Ne yazık ki hiç öyle toz pembe bir imaj çizemeyeceğim. Barselona’ya yerleşir yerleşmez gerçek hayatla yüzleştim, diyebilirim. İlk yılım verimsiz geçti. Yabancı olduğumu her anlamda hissettim. Bir gün hiç unutmuyorum, eşim tiyatro biletleri almış. Oyun Katalancaydı. Koca iki saatin içinde tek bir cümle yakaladım: “Annem nerede?” Süpermarkette derdimi anlatamıyorum, tiyatro benim neyime, dedim. Evet, yakınımdaki Miro, Dali, Picasso müzelerine defalarca gittim; şehrin binalarına âşık oldum, tarihi sokaklarında dolandım, güzelliklerini takdir ettim. Yine de yaşadığınız yerin dilini bilmiyorsanız, o yerin insanıyla ve kültürüyle pek kaynaşamıyorsunuz. Görsel kısım tamam ama duyduklarınızı anlamak istiyorsunuz. Özellikle Barselona’nın çift dilli olması beni çok zorladı. Ben dilleri öğrenirken, yıllar içinde birçok oyun ve müzikale gittim. Hatta Shakespeare’in Kral Lear’ını yine Katalanca olarak izledim ve büyük keyif aldım. Şimdi, o tek kelime bilmediğim, uzun mu uzun aile ve arkadaş ortamlarındaki ‘yabancı’ hallerimi hatırlayınca, ne günlerdi diyorum. Dil bilince her şey bambaşka.

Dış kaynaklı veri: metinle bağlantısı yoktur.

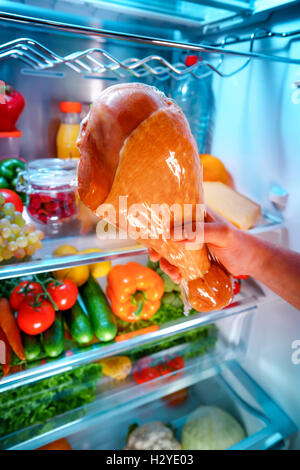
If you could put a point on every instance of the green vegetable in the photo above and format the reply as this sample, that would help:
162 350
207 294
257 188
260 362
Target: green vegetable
79 323
211 428
99 310
200 339
40 401
32 346
3 182
54 337
9 167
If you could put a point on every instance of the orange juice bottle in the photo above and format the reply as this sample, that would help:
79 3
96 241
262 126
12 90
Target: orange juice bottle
68 130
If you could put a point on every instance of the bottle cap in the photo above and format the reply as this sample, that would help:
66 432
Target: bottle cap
70 107
191 60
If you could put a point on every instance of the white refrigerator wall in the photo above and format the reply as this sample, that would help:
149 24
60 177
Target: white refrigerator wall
257 135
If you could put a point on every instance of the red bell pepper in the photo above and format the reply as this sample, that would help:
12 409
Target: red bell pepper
11 109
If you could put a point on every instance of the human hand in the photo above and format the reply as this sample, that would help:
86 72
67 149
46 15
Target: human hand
233 248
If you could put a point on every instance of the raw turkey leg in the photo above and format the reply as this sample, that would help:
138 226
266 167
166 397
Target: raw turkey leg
137 144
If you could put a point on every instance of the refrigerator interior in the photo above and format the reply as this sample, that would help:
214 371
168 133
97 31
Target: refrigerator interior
255 133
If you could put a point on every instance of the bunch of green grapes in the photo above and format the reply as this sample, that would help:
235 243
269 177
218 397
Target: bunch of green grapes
17 239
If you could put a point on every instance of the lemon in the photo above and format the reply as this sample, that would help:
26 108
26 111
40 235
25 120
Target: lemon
213 169
64 250
98 269
118 367
78 275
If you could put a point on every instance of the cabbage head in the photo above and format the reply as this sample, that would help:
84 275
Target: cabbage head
211 428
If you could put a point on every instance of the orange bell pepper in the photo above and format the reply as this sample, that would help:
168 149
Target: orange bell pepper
134 291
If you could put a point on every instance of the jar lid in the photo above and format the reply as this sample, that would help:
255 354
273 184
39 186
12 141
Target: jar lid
7 134
70 107
51 172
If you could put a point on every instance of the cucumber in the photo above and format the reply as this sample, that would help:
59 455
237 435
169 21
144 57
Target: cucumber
99 310
79 323
54 337
32 346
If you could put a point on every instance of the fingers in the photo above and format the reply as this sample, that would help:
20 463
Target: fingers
170 270
215 233
153 255
212 216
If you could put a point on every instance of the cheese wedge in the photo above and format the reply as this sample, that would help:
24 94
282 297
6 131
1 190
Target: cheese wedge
238 209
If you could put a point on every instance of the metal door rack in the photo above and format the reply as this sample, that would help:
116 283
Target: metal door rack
99 61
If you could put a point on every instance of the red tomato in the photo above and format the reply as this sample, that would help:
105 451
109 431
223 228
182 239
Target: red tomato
174 364
143 371
11 196
23 291
146 369
177 398
236 286
63 295
35 320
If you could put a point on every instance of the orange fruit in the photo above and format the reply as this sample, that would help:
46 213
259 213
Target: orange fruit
213 169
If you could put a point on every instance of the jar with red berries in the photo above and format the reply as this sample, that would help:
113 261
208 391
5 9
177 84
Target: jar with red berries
51 185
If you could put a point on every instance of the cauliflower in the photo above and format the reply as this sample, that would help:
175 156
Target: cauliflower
152 436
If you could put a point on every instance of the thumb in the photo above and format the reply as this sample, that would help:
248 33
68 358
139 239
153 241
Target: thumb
215 233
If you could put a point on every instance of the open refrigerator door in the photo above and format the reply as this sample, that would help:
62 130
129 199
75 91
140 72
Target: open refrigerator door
239 361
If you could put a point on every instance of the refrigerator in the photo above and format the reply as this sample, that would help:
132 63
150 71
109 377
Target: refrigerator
244 359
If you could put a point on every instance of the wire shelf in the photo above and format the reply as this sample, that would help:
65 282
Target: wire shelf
98 61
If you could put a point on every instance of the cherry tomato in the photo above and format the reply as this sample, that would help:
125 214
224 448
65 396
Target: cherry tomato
64 295
146 369
143 371
11 196
35 320
236 286
23 291
176 398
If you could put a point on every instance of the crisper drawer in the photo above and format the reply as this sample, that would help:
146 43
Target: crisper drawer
99 384
262 422
84 400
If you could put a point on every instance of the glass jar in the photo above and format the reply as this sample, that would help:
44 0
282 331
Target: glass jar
51 185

Çizim tutkumdu, dediniz. Yazmaya nasıl başladınız? Lili May serisini yaratmak nasıl aklınıza geldi?
Üniversite sonrası bir kitap yazma isteğim vardı. Kâğıtlara bir şeyler karalıyor sonra da beğenmeyip atıyordum. Belki de şöyle demeliyim; kitap yazma hayali olan ve ne yazacağını bilmeyenlerdendim… 20’li yaşlarımın ortasında eşimin fantastik türde yazdığı iki romanı resimledim. Bu tecrübeden sonra, kendi yazdığım hikâyeyi resimleme fikrine sevdalandım. Bir kafeye gidip her gün notlar aldım ve ilk romanın kurgusunu oluşturdum. Lili May bu hayalle ortaya çıktı. Yazmak mı yoksa çizmek mi diye soruyorlar. Birinden birini seçemiyorum, yazmak ve çizmek iki çocuğum gibi.